The problem is that a query execution plan determines what possible dereferenceable material the query will encounter during its execution. What is worse, a query plan tends toward the minimal, i.e., toward minimizing the chances of encountering something dereferenceable along the way. Where query and crawl appeared to have a similarity, in fact they have two opposite goals.

The user generally has no idea of the execution plan. In the general case, the user cannot have an idea of this plan. There are valid, over 40 year old reasons for leaving the query planning to the database. In exceptional situations the user can read or direct these, but this is really quite tedious and requires understanding that is basically never present.

So, given a query, how do we find data that will match it, short of having a pre-loaded database of absolutely everything? This is certainly a desirable goal, and all in the open world, distributed spirit of the web.

Let us limit ourselves to queries that have some literals in the object or subject positions. A SPARQL query is basically a graph. Its vertices are variables and literals, and its edges are triple patterns. An edge is labeled by a predicate. For now, we will consider the predicate to always be a literal. From each literal, we can draw a tree, following each edge starting at this literal and descending until we find another literal. Each tree is not always a spanning tree of the graph, but all the trees collectively span the graph.

Consider the query

{ <john> knows ?x . <mary> knows ?x . ?x label ?l }.
The starting points are the literals john and mary. The john tree has one child, ?x, which has the children mary and ?l. One could notate it as
{ <john> knows ?x . {{ <mary> knows ?x} UNION {?x label ?l}}}
That is, the head first, and if it has more than one child, a union listing them, recursively.

If one composed such queries for each literal in the original pattern and evaluated each as a breadth first walk of the tree, no query optimization tricks, and for each binding of each variable, recorded whether there was something to dereference, one would in a finite time have reached all the directly reachable data. Then one could evaluate the original query, using whatever plan was preferred.

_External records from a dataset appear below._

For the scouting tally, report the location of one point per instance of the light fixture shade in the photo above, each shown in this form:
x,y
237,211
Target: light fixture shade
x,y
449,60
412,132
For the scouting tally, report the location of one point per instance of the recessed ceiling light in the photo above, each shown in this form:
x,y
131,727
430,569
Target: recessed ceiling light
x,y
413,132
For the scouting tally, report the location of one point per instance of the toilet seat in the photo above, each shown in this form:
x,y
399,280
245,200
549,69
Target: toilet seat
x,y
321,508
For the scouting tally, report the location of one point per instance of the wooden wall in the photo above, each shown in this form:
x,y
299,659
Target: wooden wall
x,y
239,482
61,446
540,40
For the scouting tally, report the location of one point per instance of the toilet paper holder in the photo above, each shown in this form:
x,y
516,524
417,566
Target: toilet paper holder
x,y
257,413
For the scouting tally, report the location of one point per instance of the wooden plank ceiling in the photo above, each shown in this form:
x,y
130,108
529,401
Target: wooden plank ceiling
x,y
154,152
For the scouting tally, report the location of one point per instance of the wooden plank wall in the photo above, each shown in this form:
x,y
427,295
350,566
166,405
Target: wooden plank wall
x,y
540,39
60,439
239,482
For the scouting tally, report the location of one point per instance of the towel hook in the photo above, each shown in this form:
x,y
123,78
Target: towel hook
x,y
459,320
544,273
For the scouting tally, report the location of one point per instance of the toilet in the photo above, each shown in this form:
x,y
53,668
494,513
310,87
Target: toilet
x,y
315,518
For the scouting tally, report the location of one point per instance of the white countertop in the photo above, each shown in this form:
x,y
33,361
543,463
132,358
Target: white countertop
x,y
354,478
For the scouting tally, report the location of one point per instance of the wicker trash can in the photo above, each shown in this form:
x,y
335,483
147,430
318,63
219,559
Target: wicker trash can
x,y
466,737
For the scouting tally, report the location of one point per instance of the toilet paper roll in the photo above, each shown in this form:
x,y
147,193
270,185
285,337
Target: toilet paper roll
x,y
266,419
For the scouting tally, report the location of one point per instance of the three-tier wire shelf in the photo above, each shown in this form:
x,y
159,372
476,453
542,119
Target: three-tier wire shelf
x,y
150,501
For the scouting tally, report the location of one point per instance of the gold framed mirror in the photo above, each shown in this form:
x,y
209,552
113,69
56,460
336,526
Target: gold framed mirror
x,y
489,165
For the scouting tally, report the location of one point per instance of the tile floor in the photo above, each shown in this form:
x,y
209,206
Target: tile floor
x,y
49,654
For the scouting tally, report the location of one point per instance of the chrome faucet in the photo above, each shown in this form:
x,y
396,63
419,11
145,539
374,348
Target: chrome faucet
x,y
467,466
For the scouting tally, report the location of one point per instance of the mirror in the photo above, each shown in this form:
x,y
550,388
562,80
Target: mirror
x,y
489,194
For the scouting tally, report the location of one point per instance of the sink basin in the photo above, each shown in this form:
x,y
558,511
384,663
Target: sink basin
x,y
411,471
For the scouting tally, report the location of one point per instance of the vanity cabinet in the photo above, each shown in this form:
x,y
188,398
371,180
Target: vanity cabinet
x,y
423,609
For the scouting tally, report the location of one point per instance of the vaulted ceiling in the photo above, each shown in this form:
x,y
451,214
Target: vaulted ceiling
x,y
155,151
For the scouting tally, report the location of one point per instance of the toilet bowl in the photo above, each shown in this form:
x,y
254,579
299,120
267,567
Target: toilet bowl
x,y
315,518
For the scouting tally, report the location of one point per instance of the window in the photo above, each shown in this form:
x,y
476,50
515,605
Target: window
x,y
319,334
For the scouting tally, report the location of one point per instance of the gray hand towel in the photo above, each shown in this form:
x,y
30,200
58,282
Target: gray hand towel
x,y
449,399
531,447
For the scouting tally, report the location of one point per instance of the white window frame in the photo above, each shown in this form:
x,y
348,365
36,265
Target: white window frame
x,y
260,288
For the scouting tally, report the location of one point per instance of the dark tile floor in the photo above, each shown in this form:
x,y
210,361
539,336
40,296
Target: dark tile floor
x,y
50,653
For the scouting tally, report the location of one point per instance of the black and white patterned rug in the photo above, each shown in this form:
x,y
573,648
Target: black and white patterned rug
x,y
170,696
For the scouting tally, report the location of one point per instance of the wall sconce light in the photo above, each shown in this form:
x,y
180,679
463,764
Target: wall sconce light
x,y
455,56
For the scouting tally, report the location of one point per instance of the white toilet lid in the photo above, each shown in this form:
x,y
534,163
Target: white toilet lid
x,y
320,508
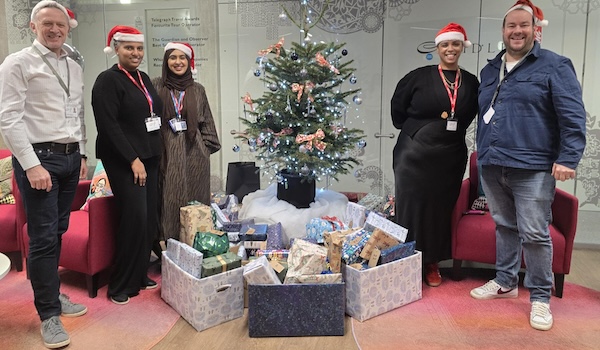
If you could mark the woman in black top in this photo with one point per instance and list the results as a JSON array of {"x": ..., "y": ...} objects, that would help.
[{"x": 125, "y": 107}]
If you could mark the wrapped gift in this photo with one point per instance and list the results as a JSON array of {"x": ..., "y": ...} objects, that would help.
[
  {"x": 292, "y": 310},
  {"x": 389, "y": 227},
  {"x": 220, "y": 263},
  {"x": 211, "y": 243},
  {"x": 305, "y": 259},
  {"x": 205, "y": 302},
  {"x": 317, "y": 226},
  {"x": 275, "y": 236},
  {"x": 377, "y": 290},
  {"x": 194, "y": 218},
  {"x": 372, "y": 202},
  {"x": 397, "y": 252},
  {"x": 320, "y": 279},
  {"x": 380, "y": 240},
  {"x": 259, "y": 271},
  {"x": 280, "y": 254},
  {"x": 355, "y": 215},
  {"x": 353, "y": 245}
]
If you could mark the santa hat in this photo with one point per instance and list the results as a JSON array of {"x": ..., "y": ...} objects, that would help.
[
  {"x": 123, "y": 33},
  {"x": 186, "y": 49},
  {"x": 535, "y": 11},
  {"x": 49, "y": 3},
  {"x": 452, "y": 31}
]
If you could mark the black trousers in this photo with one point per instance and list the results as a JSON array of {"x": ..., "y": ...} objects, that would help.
[{"x": 138, "y": 223}]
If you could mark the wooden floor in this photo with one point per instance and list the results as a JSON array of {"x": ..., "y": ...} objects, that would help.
[{"x": 234, "y": 334}]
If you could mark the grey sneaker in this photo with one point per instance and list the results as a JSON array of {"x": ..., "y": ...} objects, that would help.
[
  {"x": 54, "y": 334},
  {"x": 541, "y": 316},
  {"x": 69, "y": 308},
  {"x": 493, "y": 290}
]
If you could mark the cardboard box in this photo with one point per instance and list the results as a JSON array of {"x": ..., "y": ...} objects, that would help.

The check for dereferenceable data applied to each IRI-valued binding formed in the above evaluation, would consist of looking for "see also", "same as", and other such properties of the IRI. It could also consult text based search engines. Since the evaluation is breadth first, it generates a large number of parallel tasks and is fairly latency tolerant, i.e., it will not die if it must retrieve a few pages from remote sources. We will leave the exact rewrite rules for unions, optionals, aggregates, subqueries, and so on, as an exercise; the general idea should be clear enough.

We have here shown a way of transforming SPARQL queries in such a way as to guarantee dereferencing of findable links, without requiring the end user to either explicitly specify or understand query plans.

The present Sponger does not work exactly in this manner but it will be developed in this direction. Fortunately, the algorithms outlined above are nothing complicated.